Section 118-145 of the ITAA 1997 provides that you may continue to treat the dwelling as your main residence despite an absence from the dwelling. This only applies where no other dwelling is treated as your main residence during the period of absence.

Where the dwelling is used to produce assessable income, the period of time you may treat it as your main residence is limited to a maximum of six years.
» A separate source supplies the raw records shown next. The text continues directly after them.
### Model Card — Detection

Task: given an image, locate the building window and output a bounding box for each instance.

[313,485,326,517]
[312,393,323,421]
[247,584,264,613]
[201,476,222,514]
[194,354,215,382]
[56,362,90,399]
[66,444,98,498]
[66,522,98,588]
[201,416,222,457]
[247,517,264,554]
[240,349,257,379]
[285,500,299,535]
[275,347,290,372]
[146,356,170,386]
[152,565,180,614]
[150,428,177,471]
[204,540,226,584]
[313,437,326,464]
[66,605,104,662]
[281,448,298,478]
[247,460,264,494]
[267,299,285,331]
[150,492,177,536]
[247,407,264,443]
The six year period commences when the dwelling is first used to produce assessable income and ends when the dwelling ceases to be used to derive income.

Section 855-45 of the ITAA 1997 contains the following rules that apply to CGT assets that are owned by individuals who later become Australian residents:

    (1) If you become an Australian resident, there are rules relevant to each CGT asset that you owned just before you became an Australian resident, except an asset:

    (a) that is taxable Australian property; or

    (b) that you acquired before 20 September 1985.

    (2) The first element of the cost base and reduced cost base of the asset (at the time you became an Australian resident) is its market value at that time.

    (3) Also, Parts 3-1 and 3-3 apply to the asset as if you had acquired it at the time you became an Australian resident.

Part 3-1 of the ITAA 1997 includes sections 118-105 to 118-210 which contain the main residence exemption rules.

In your situation, you:

    · purchased a dwelling in country X after 1985 which was used as your main residence;

    · rented out the dwelling just before you moved to Australia in 20XX;

    · became an Australian resident for taxation purposes; and

    · sold the dwelling within six years of moving out of the dwelling and renting it out.

In your case, subsection 855-45(3) operates to alter the date you acquired your dwelling to the date you became an Australia resident for taxation purposes.

Therefore, as the dwelling was rented out at the time you became an Australian resident, the dwelling was rented out at the time you are deemed to have acquired it for Australian income tax purposes. Consequently, the dwelling cannot be treated as your main residence as at the date you became an Australian resident as you had not occupied the dwelling prior to it being used to produce assessable income.

Therefore, you are unable to make a choice under section 118-145 of the ITAA 1997 to treat the dwelling as your main residence for CGT purposes.